Par la Rédaction
Des sources au sein de l’Autorité de Régulation de la Sous-traitance dans le Secteur Privé (ARSP) ont récemment renseigné la rédaction d’Opinion-Info du démantèlement d’un réseau clandestin d'agents impliqués dans des activités illicites visant à dissimuler l'identité de certains sous-traitants et à brouiller la traçabilité des capitaux.
Selon ces sources proches de l'établissement public, une chaîne d'agents corrompus, de divers grades, agissant en collusion avec des entreprises principales et des entités sous-traitantes, a été démasquée lors d'un contrôle diligenté par la direction générale de l'ARSP. Ces agents, abusant de la confiance du Conseil d’administration, ont mené des missions secrètes alors que le pays fait face à une menace sécuritaire croissante.
Il est allégué que certains de ces agents, revêtus du statut d'officiers de police judiciaire, ont orchestré des manœuvres visant à dissimuler l'identité de sous-traitants, rendant ainsi difficile la traçabilité des fonds et le contrôle des opérations menées par des sociétés aux ramifications douteuses à l’étranger.
Alors que le Président Félix Tshisekedi a mis en place un département d’intelligence économique au sein des services de renseignement pour surveiller la circulation des capitaux et combattre les financements suspects, ce réseau corrompu aurait établi un circuit occulte pour :
• Discréditer les véritables identités de certains sous-traitants en utilisant des paiements non retracés.
• Dissimuler les véritables exécutants de contrats de prestation de services et de fourniture de biens.
• Dévier l’attention de l’État congolais sur des transactions financières importantes versées sur des comptes à l’étranger.

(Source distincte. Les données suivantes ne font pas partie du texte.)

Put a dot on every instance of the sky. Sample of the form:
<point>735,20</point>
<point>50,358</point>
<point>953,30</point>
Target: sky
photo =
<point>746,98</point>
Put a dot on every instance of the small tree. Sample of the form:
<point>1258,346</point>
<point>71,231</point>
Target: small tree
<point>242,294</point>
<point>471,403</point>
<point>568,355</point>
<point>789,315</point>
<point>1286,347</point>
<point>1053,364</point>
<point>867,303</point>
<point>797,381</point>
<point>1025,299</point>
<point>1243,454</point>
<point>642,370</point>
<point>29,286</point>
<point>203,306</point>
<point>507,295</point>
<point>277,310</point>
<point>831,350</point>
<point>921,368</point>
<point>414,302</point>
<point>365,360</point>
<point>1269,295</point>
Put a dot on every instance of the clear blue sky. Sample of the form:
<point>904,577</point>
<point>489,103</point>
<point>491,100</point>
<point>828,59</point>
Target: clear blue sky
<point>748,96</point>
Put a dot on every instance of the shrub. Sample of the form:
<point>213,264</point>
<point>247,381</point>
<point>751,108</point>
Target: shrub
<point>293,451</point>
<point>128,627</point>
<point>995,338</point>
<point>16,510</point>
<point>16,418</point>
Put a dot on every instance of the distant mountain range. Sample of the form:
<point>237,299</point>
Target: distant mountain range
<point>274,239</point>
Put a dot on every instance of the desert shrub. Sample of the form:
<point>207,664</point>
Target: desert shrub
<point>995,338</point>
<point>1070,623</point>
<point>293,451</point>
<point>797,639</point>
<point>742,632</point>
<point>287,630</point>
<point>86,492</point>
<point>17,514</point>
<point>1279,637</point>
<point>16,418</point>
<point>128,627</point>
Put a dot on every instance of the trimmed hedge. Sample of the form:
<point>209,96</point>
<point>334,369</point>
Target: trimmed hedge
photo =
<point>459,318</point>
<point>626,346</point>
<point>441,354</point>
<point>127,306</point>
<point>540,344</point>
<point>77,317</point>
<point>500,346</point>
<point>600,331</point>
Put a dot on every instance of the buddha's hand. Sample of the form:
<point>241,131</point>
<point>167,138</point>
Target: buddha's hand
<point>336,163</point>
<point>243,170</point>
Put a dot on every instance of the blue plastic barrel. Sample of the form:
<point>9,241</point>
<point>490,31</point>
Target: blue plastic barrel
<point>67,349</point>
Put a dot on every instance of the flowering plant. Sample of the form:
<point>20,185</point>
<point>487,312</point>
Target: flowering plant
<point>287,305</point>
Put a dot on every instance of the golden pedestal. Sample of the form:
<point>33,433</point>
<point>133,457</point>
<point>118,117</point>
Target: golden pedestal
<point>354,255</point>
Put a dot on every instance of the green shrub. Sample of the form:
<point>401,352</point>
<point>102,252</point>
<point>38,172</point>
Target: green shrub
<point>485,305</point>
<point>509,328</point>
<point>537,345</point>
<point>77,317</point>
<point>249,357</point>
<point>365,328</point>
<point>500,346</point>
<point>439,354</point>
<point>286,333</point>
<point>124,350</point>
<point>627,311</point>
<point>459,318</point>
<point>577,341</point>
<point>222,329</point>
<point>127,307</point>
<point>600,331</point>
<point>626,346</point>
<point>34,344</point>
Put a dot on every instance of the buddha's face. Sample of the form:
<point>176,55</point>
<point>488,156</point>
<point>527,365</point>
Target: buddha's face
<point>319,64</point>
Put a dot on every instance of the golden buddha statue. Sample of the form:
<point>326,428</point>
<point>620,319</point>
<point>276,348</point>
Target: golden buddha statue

« Grâce à une vigilance accrue, la direction générale de l’ARSP a réussi à identifier et à neutraliser ce réseau dont les agissements compromettaient les efforts du Chef de l'État pour favoriser l'émergence d'une classe moyenne congolaise », affirment des sources.
L’ARSP n’a pas peur des représailles et compte aller plus loin
Selon ces mêmes sources, après la mise à jour de l’existence de ces activités illégales, les agents incriminés, craignant des sanctions sévères, tenteraient de ternir l'image de la direction générale et du Conseil d'administration en diffusant des tracts dans les médias et sur les réseaux sociaux, prétendument émanant du personnel de l’ARSP.
« Malgré cette agitation destinée à détourner l’attention du public, des sources internes confirment que des mesures ont déjà été prises pour neutraliser ce réseau nuisible, accusé de compromettre la sécurité nationale et d’entraver le bon fonctionnement de cet établissement public », ont-elles ajouté.